У меня отдельная палата – почти роскошная, с телевизором, холодильником и даже с диваном. Диван – для гостей, по ночам на нем спит мама.
Сейчас я слышу ее голос за дверями. Там и папа, и мой лечащий врач и подруга родителей Светлана Аркадьевна Васильева. Папа тоже работает в этой больнице. Он – один из лучших мануальных терапевтов города. А еще он – отличный диагност. И травник. Да-да, именно травник, хотя считается, что это понятие несовместимо с официальной медициной.
Дома мы зовем его «знахарь» – умение лечить передалось ему по наследству, от моего дедушки. И думаю, даже если бы он не поступил в свое время в медицинский университет, он всё равно бы лечил – только, возможно, другими средствами. Этот дар передается из поколения в поколение. Надеюсь, он когда-нибудь проявится и у меня. Хотя пока не проявился.

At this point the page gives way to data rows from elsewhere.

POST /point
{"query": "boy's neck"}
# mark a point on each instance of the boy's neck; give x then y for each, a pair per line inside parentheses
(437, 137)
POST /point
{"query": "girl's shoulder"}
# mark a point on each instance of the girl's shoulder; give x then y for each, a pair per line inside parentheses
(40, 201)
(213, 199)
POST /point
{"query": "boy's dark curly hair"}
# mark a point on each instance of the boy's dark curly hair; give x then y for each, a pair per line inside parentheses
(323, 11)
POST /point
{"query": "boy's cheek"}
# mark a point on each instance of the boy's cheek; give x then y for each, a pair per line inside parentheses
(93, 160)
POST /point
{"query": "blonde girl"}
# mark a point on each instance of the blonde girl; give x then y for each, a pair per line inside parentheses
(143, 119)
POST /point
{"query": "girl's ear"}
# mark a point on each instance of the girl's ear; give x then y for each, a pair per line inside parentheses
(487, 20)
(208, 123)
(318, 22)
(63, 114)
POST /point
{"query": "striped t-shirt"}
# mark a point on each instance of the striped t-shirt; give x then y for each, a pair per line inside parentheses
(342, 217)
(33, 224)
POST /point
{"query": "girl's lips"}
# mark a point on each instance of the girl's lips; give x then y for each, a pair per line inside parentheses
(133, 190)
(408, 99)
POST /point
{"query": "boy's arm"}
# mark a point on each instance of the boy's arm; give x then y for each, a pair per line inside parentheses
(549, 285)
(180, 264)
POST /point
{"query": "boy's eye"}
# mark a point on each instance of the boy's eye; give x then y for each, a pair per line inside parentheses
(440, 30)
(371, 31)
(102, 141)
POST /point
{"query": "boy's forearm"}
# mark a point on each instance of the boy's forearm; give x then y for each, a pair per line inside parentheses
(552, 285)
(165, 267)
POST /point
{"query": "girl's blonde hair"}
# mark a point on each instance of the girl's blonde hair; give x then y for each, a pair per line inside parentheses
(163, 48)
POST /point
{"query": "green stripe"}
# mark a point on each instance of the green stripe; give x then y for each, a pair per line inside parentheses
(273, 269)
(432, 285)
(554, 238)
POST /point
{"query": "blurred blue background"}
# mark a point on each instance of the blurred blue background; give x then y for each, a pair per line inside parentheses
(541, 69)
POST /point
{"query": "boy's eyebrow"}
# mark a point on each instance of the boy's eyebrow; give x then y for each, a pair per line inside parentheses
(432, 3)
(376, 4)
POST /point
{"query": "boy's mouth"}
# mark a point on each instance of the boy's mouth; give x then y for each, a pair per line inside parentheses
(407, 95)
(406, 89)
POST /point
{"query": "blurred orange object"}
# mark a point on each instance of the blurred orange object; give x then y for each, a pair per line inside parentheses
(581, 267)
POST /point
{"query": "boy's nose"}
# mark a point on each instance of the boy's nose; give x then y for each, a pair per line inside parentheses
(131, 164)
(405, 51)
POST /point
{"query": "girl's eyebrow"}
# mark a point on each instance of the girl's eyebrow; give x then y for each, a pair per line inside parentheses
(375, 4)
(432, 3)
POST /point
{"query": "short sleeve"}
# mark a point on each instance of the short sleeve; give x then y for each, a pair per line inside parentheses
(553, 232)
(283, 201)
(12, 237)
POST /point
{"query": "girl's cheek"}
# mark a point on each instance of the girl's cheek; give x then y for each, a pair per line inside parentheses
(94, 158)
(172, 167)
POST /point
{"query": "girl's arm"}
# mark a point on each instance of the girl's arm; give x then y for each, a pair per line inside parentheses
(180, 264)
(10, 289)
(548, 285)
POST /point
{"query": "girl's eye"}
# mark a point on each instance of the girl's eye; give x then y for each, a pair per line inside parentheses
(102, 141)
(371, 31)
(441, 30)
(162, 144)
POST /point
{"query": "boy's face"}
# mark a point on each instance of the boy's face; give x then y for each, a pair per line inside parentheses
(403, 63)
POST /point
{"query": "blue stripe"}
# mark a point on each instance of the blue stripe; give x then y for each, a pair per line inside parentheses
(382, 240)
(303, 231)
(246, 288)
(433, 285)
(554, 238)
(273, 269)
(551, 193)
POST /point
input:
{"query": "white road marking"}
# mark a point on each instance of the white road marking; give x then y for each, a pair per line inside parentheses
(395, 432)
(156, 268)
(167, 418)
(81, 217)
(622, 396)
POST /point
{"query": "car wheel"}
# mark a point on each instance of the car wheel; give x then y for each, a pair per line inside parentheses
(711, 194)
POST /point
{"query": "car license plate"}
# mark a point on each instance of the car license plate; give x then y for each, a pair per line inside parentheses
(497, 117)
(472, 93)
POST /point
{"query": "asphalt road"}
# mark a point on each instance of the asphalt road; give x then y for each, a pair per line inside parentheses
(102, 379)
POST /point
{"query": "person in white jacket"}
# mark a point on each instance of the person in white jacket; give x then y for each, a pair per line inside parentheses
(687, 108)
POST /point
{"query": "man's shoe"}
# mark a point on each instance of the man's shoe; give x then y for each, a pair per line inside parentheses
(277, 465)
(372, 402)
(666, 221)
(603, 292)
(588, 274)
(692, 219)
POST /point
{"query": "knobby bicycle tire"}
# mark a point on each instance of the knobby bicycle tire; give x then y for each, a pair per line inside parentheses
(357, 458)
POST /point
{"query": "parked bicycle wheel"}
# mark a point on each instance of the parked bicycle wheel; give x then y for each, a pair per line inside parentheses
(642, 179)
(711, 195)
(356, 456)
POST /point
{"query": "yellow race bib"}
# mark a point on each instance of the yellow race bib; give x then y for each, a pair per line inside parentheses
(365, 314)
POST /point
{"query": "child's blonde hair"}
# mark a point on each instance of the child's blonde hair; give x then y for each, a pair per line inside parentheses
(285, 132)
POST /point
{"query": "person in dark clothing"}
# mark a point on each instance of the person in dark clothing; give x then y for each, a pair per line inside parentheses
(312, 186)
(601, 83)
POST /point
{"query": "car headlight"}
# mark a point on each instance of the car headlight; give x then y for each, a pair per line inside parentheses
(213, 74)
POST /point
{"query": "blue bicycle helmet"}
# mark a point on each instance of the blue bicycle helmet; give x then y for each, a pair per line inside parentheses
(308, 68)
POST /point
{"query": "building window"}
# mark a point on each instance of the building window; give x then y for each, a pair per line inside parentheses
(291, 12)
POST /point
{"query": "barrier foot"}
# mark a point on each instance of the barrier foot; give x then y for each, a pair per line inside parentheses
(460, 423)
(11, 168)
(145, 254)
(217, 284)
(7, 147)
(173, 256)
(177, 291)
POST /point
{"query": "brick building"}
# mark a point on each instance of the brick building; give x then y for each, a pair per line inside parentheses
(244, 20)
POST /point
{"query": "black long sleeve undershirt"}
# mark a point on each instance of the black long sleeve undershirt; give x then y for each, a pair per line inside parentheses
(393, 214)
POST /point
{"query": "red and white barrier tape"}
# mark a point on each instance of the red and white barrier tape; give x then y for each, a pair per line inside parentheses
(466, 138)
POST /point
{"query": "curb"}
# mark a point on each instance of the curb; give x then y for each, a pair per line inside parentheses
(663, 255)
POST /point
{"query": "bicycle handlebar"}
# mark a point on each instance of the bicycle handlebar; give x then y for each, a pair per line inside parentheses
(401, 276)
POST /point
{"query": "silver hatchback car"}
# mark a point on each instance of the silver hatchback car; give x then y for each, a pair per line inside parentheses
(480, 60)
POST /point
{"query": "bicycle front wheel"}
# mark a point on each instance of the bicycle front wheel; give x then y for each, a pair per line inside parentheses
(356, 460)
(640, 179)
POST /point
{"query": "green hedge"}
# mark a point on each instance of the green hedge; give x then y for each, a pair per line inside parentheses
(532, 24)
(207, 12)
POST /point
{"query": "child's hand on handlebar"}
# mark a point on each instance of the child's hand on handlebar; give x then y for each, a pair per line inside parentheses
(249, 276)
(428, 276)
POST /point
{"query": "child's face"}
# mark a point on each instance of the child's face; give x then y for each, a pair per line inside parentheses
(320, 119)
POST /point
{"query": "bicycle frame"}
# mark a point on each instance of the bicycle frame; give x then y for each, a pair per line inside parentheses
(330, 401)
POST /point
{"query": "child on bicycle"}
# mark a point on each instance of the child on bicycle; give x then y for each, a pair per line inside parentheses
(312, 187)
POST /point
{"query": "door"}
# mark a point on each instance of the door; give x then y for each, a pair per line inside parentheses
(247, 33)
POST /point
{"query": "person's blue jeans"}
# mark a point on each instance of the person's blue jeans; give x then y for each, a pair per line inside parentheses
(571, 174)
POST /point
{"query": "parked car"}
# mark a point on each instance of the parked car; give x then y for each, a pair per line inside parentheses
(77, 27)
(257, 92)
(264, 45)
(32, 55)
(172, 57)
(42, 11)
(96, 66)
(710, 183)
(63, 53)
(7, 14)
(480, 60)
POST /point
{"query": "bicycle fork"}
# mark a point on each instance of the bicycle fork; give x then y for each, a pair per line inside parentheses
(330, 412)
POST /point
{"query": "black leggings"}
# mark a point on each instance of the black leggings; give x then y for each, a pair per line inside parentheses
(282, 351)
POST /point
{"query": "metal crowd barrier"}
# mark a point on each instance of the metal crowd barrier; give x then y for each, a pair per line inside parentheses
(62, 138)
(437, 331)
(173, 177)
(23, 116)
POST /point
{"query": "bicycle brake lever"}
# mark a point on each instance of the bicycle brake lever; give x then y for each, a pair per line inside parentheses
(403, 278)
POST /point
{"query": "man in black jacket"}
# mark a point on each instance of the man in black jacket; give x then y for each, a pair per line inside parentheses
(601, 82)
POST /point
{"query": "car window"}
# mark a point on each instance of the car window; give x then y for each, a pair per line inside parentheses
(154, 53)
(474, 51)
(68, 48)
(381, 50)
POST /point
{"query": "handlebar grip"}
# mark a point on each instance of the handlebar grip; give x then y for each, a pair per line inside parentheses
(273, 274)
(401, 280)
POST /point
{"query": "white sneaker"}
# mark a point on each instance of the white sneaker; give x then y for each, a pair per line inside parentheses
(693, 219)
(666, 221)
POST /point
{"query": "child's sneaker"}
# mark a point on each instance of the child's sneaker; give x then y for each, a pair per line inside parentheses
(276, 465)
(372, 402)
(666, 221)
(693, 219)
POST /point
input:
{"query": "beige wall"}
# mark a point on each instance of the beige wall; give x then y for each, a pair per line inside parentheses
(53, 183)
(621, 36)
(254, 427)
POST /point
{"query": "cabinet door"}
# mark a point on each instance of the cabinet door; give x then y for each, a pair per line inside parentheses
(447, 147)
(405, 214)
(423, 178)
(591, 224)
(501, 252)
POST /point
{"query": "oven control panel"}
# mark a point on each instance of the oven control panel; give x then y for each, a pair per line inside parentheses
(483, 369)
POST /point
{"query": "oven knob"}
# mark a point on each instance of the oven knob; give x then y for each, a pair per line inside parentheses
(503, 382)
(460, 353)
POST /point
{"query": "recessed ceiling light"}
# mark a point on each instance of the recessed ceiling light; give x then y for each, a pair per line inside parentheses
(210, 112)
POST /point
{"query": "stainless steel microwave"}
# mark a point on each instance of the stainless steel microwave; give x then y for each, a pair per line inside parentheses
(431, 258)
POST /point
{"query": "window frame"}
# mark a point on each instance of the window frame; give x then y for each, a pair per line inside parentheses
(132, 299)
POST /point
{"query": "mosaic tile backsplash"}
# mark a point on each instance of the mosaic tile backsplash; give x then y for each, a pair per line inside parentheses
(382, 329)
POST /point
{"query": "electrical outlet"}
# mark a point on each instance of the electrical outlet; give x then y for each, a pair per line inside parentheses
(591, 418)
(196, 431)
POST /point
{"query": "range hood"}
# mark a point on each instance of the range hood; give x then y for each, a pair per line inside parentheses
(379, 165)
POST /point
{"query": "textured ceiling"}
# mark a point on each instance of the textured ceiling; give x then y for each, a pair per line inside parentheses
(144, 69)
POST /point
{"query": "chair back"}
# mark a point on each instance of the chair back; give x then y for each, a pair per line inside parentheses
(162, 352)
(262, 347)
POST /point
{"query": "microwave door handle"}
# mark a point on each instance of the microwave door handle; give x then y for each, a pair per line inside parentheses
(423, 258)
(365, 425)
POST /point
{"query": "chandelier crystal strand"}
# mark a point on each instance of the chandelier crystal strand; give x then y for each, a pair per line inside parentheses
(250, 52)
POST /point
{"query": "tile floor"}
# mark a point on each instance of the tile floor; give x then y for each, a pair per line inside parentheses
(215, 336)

Но об этом за пределами дома мы стараемся не говорить.
Дверь приоткрыта, и хотя они разговаривают в коридоре, я слышу каждое слово. Вот только слова по большей части непонятны – куча медицинских терминов, которые я пропускаю мимо ушей. Когда переходят к диете, воспринимать информацию становится чуть проще. Бульоны, каши. Терпеть не могу каши на воде. Но ничего не поделаешь – диеты редко бывают вкусными.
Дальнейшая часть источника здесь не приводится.